Tamam ben de açıklıktan yanayım ama kabul edelim ki, her zaman da çözüm değil...

- Ama bizim ev Oya hapishanesi değildi ki. Annem de gardiyan değil, giden gider. Yapacak bir şey yok.

Babanızla bunları konuştunuz mu?

- Henüz değil. Daha, "Gel de balık yiyelim" faslındayız.

Bu gürültüde annenizin annesi olmak durumunda kaldığınız oldu mu?

- Tabii. Her zaman. Ben zaten annemin annesiyim. Annem benden korkar, çekinir. Bazı şeyleri benden gizler. Sonra itiraf eder...

Omzunuza yaslanıp ağladığı oldu mu?

- Olmaz mı? Ama benim omzum, bütün kadınlara açık. Herkes gelip ağlayabilir.

Peki ya ablanız, Zeynep? İki kardeş olarak reaksiyonlarınız ortak mıydı?
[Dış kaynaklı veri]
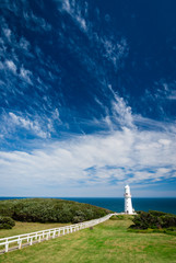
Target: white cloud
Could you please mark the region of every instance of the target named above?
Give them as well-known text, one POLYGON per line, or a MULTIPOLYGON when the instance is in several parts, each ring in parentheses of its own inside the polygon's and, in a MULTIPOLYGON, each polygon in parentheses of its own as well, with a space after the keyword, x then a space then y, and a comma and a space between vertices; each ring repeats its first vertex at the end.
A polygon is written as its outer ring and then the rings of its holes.
POLYGON ((14 125, 19 125, 27 130, 31 130, 38 137, 42 138, 50 137, 50 134, 44 132, 37 121, 32 122, 31 119, 17 116, 12 112, 10 112, 9 115, 14 125))
MULTIPOLYGON (((26 119, 13 114, 11 117, 25 128, 37 129, 26 119)), ((126 182, 142 184, 145 180, 155 183, 176 176, 173 173, 176 169, 175 148, 175 136, 167 133, 125 128, 108 135, 77 136, 55 141, 31 153, 1 151, 1 182, 4 178, 17 182, 23 176, 22 186, 26 186, 31 180, 33 184, 39 184, 42 191, 44 184, 48 185, 46 187, 66 190, 70 184, 78 187, 80 181, 84 182, 87 190, 99 186, 109 191, 114 187, 109 184, 114 180, 119 180, 118 185, 126 182), (172 144, 165 147, 161 140, 171 140, 172 144)), ((69 196, 69 192, 66 195, 69 196)))
POLYGON ((23 67, 20 69, 20 77, 25 80, 28 84, 32 84, 31 80, 32 72, 23 67))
- Zeynep bir yaş büyük benden, daha içine dönüktür, belli etmez duygularını. Kolay incinebilen biridir. Ben daha yırtık bir tipim; yırtık, önde, cesur. Dan- dun olan benim.

İki kardeş bu kadar farklı mısınız?

- Evet, zıt kutuplarız. Onu görünce bir çekinirsin, ağır abladır. Ben gülücük dağıtırım etrafa. Ama Zeynep benim için dünyadaki en değerli kişi.

Peki anne ve babanızın yaşadıklarından siz kendi hayatınız için nasıl bir ders çıkardınız?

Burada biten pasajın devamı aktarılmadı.